Se no campo o setor agrícola se adapta bem à realidade do coronavírus, a pandemia tem interferido na comercialização e nos preços do algodão. “No que diz respeito ao mercado, embora os preços das commodities tenham caído inicialmente devido à desaceleração do setor têxtil, eles aumentaram gradativamente com o apoio do câmbio na hora de vender para o mercado internacional. Busato disse:“ Estabelecemos Com as condições gerais de infraestrutura e logística, podemos restaurar nossos negócios no médio prazo e usar o algodão para atender aos mercados interno e externo. “
Mercado – Embora 70% dos produtores baianos já tenham começado a comercializar o algodão vendido na etapa de colheita, a maioria dos produtores aumentou seus investimentos na ampliação do armazenamento da fibra, o que permitirá aos produtores vender o restante dos produtos com maior confiança. preço. A redução no ritmo de comercialização da fibra também afetará as decisões dos cotonicultores na próxima safra 2020/2021. De acordo com a previsão da Apapa, a área semeada será reduzida em média 15%, por exemplo, deverá ser transferida para outras culturas que mantenham os preços de mercado das commodities, como a soja.

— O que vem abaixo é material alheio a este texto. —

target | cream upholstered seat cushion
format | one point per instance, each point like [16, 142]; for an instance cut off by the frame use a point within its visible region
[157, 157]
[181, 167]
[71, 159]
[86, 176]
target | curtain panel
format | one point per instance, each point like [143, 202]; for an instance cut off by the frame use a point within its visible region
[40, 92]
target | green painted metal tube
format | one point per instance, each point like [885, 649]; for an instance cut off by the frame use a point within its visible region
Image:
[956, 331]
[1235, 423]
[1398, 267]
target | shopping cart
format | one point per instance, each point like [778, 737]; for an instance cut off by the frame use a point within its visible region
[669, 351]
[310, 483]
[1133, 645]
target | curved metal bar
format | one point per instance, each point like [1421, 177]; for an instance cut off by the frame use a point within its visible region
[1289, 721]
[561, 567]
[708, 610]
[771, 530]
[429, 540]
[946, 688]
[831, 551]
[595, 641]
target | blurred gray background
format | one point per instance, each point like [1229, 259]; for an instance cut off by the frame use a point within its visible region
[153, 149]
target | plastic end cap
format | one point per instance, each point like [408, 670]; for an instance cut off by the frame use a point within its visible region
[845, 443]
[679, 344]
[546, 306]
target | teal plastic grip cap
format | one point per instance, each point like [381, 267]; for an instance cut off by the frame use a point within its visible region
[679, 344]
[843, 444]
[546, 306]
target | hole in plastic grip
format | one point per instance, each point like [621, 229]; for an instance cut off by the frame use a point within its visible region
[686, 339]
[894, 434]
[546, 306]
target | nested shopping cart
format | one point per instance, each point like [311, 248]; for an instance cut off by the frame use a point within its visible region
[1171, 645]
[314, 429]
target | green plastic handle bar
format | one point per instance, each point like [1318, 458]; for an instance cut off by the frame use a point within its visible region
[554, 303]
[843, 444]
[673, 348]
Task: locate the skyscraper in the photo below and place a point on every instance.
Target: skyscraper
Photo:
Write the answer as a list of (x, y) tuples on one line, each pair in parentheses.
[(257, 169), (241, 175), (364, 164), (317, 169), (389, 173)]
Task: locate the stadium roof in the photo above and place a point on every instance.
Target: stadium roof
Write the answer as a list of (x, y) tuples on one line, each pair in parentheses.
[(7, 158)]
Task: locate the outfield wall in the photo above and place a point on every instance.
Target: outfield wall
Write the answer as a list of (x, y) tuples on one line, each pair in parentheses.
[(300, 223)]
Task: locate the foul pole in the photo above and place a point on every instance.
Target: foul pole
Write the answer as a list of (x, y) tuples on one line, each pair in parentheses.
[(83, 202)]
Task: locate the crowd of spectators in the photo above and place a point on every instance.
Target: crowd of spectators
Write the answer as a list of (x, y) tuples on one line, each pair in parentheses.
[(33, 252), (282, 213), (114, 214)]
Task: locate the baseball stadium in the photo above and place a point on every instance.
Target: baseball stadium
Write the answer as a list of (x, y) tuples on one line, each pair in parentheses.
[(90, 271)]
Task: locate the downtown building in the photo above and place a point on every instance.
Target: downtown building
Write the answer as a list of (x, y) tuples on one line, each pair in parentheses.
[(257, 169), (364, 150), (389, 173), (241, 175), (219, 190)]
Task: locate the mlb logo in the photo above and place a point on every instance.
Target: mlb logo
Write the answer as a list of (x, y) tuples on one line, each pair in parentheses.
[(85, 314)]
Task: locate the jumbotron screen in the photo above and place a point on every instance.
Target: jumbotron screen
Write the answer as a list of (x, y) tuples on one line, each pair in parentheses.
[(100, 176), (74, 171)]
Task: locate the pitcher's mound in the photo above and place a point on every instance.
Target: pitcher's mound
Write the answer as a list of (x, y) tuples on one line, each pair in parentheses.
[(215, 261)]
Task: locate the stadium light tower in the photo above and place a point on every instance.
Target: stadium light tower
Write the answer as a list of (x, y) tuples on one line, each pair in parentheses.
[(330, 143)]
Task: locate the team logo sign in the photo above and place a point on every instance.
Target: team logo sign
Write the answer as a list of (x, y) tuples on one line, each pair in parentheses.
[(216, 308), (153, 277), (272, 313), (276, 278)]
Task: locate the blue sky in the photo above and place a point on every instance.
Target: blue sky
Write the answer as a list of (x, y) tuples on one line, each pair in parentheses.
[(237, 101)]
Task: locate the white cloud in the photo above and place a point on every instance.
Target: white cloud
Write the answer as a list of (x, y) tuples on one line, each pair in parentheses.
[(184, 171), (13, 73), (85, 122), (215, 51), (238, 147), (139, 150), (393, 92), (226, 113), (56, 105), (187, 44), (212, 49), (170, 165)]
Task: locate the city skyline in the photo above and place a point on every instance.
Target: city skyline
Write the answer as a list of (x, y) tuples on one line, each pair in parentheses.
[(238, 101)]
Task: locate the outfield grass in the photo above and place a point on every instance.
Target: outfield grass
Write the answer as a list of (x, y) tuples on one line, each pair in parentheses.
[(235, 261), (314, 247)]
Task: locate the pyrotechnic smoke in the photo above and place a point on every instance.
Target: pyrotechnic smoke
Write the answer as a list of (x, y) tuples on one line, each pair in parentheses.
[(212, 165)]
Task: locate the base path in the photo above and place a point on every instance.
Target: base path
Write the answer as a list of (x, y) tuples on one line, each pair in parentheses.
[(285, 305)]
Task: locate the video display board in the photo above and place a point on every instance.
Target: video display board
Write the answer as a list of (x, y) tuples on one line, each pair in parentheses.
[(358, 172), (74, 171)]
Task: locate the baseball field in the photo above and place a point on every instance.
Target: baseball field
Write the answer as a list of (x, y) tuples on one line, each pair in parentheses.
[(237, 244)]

“Assim como outros setores da economia, que também são afetados pela pandemia do coronavírus, esperamos que o setor algodoeiro possa se recuperar rapidamente. Diante da recuperação da fibra ótica no mundo, os produtores baianos já contam com infraestrutura própria de negócios, e Tendo passado por outras crises, diante da recuperação global da fibra, ele continuará contando com a rentabilidade e retorno dos investimentos da próxima safra. A Bahia contribui com 25% da safra nacional e é considerada o algodão não irrigado do mundo Área agrícola mais produtiva.O plantio da safra 2020/21 está previsto para começar no dia 20 de novembro com o fim do vácuo sanitário.